Title: mRNA isoforms in the maize endophyte/pathogen Fusarium verticillioides: And a little story about KP4 Author
Submitted to: Meeting Abstract
Publication Type: Abstract Only
Publication Acceptance Date: June 6, 2008
Publication Date: June 6, 2008
Citation: Brown, D.W. 2008. mRNA Isoforms in the Maize Endophyte/pathogen Fusarium verticillioides: And a Little Story about KP4 [abstract]. University of Munster, International Graduate School, Munster, Germany. p. 3. Technical Abstract: The filamentous fungus Fusarium verticillioides is a pathogen and endophyte of maize. At some stages of its life, it may synthesize a family of mycotoxins called fumonisins that may contaminate maize products. Ingestion of fumonisin is linked to a variety of animal diseases including cancer in some animals and can lead to substantial losses to farmers each year. The transcriptional and posttranscriptional regulatory mechanisms controlling fungal pathogenesis and toxin production are poorly understood. Analysis of over 87,000 F. verticillioides ESTs identified a total of 578 genes with one or more different mRNA splice forms and is equivalent to 6.3% of the genes represented. The most common isoforms found correspond to alternatively spliced transcripts. This presentation will describe efforts to catalogue the different forms and understand the functional impact the different forms have on protein synthesis.
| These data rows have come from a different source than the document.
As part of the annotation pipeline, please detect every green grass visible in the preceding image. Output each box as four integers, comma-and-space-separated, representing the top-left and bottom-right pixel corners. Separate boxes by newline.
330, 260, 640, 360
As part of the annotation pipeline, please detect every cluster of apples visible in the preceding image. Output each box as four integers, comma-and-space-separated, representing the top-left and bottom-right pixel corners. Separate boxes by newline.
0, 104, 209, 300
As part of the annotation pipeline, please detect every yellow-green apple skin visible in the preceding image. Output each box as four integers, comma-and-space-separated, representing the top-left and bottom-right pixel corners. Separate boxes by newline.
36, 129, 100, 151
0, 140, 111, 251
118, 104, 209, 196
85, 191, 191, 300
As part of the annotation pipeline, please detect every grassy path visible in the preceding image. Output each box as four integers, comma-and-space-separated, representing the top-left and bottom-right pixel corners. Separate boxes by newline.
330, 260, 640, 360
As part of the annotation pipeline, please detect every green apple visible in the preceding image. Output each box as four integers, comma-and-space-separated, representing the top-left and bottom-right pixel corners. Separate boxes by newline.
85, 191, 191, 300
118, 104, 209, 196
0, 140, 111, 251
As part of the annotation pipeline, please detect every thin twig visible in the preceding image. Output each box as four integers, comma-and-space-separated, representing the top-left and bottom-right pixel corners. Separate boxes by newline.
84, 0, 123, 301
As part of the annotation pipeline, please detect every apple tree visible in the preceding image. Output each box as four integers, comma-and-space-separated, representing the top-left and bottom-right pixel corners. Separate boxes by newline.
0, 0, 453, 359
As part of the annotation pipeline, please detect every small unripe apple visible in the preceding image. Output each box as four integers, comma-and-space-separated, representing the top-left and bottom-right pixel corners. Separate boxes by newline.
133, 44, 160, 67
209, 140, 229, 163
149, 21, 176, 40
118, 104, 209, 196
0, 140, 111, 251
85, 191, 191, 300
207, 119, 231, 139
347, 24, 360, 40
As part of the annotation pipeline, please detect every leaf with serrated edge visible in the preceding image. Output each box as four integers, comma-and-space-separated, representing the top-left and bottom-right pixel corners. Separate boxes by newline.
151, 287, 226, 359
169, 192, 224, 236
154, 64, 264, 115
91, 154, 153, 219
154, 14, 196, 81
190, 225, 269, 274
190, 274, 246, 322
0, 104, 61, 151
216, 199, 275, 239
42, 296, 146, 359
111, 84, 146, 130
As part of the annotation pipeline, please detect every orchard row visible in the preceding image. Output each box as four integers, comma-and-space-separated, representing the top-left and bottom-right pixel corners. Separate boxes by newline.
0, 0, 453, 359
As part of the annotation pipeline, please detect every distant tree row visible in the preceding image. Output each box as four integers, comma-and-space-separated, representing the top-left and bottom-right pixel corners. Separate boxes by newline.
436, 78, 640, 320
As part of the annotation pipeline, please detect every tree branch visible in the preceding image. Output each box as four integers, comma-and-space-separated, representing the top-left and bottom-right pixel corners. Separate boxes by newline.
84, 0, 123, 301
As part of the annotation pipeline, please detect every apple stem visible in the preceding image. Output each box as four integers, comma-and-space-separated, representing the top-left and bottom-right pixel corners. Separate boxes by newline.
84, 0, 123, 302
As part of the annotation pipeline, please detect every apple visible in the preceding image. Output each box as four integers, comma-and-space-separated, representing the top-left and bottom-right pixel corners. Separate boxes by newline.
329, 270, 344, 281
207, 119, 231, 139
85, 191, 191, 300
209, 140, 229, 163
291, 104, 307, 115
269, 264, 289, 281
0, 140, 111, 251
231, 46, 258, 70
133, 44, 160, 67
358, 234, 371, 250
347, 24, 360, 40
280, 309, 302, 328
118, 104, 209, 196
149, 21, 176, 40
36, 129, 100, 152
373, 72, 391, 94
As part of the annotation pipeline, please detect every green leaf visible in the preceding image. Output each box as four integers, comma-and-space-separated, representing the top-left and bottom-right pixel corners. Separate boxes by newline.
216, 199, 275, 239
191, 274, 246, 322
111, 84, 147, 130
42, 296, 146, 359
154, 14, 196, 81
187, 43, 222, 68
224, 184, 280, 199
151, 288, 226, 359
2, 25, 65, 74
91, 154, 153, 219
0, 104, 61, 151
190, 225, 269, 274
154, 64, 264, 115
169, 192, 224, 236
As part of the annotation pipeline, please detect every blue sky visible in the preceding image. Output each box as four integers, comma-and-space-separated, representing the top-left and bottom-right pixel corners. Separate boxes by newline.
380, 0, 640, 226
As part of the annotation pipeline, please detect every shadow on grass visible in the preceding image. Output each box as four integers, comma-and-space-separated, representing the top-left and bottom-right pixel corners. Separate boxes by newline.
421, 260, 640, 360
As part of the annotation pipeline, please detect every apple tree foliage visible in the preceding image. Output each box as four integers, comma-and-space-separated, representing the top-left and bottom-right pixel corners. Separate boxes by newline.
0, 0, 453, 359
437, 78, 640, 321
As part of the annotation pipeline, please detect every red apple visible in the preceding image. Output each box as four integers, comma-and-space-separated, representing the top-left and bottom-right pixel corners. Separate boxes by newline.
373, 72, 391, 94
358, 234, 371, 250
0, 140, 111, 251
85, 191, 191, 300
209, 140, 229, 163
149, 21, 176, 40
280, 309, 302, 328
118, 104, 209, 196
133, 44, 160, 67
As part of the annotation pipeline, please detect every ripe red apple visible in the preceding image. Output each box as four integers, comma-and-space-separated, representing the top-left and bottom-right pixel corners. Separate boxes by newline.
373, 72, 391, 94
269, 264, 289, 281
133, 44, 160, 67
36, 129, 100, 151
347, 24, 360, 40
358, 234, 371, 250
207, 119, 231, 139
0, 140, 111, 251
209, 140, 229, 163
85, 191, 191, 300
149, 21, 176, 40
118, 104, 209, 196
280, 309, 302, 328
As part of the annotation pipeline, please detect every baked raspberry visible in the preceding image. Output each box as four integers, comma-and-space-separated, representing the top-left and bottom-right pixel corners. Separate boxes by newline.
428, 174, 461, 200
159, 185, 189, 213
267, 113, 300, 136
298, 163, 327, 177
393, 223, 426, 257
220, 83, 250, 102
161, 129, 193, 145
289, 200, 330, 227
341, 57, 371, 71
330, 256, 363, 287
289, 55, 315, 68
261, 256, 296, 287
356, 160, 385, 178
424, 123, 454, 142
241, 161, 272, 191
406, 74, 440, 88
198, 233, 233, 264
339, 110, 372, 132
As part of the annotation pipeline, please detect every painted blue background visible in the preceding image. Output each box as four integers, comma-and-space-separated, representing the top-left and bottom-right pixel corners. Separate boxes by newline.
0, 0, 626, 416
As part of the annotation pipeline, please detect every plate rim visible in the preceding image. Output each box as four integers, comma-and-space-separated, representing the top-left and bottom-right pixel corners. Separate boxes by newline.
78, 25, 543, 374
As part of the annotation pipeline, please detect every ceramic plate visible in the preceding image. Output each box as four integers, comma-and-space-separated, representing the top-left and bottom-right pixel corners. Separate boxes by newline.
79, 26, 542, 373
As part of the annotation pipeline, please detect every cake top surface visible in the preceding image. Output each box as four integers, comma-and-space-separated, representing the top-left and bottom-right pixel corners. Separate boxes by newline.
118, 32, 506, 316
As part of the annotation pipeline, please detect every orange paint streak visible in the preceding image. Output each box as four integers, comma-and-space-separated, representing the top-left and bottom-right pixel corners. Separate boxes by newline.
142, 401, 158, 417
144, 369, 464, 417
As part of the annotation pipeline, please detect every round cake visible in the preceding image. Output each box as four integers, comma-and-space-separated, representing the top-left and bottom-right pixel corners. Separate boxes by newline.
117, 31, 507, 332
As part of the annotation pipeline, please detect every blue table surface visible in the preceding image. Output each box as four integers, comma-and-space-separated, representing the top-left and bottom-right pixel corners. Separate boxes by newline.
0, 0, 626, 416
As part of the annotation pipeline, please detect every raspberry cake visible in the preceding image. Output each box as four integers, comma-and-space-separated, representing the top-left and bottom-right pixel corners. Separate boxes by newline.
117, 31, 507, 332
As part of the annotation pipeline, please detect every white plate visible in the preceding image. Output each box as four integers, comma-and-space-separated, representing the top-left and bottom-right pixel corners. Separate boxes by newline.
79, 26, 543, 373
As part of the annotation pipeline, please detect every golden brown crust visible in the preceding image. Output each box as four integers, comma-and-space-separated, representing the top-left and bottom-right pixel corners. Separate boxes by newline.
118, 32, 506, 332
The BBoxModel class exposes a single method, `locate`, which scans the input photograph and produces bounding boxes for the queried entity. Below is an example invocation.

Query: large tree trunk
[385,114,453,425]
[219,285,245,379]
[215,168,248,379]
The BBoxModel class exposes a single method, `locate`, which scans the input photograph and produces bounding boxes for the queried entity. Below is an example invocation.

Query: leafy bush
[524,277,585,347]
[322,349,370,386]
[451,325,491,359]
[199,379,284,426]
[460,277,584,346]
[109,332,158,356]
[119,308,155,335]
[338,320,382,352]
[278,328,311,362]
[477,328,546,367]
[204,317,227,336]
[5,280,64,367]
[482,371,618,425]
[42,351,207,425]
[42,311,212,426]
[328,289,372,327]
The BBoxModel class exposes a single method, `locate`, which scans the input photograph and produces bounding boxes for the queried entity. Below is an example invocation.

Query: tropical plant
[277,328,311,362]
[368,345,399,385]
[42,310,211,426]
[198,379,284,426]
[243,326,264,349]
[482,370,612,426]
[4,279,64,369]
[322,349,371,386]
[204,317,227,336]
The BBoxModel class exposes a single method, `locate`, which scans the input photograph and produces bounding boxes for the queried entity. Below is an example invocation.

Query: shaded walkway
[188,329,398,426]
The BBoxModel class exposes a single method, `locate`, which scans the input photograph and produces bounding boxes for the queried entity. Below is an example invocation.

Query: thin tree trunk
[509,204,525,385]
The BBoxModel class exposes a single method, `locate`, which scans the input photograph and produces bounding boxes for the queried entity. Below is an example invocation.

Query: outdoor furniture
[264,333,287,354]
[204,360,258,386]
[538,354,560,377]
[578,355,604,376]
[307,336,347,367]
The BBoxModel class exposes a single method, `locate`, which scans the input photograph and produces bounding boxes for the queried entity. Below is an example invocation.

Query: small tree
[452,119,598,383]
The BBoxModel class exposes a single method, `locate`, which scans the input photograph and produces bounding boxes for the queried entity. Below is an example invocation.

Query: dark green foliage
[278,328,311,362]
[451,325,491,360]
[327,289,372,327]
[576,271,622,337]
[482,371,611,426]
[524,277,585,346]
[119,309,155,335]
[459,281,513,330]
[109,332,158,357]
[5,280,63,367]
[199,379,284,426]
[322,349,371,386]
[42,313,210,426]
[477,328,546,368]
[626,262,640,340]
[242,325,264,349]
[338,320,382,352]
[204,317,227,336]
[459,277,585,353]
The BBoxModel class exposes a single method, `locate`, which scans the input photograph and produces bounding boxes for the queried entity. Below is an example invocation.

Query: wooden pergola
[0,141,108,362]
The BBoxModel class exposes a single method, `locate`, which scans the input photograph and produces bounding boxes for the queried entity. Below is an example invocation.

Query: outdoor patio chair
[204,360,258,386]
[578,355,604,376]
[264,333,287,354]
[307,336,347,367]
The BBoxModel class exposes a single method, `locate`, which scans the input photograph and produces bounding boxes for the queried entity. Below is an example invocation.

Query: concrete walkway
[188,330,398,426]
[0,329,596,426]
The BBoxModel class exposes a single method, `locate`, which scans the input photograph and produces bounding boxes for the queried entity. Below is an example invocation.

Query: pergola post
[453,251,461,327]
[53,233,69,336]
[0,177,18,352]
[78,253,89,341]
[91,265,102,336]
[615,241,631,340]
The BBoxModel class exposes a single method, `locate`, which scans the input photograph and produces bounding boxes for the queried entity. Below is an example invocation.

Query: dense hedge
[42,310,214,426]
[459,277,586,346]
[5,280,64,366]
Alternative splicing (AS) in higher eukaryotes play a critical role in expanding gene function by increasing protein diversity and by affecting mRNA stability. The percentage of genes with ASFs in Fusarium and the ratio of different ASFs is substantially different than that found in mammals and plants. Preliminary analysis of predicted open reading frames found that 28% of the AS events could generate altered proteins while 54% introduce frame shifts or stop codons and 16% were in 5’ or 3’ non-coding sequences. Analysis of the Fusarium transcriptome indicate a complexity previously not described and the continued study of ASFs and their possible function will aid our understanding of fungal gene regulation. The presentation will conclude with a description of one ASF that shared significant similarity with antifungal genes originally characterized from a virus that infects Ustilago maydis.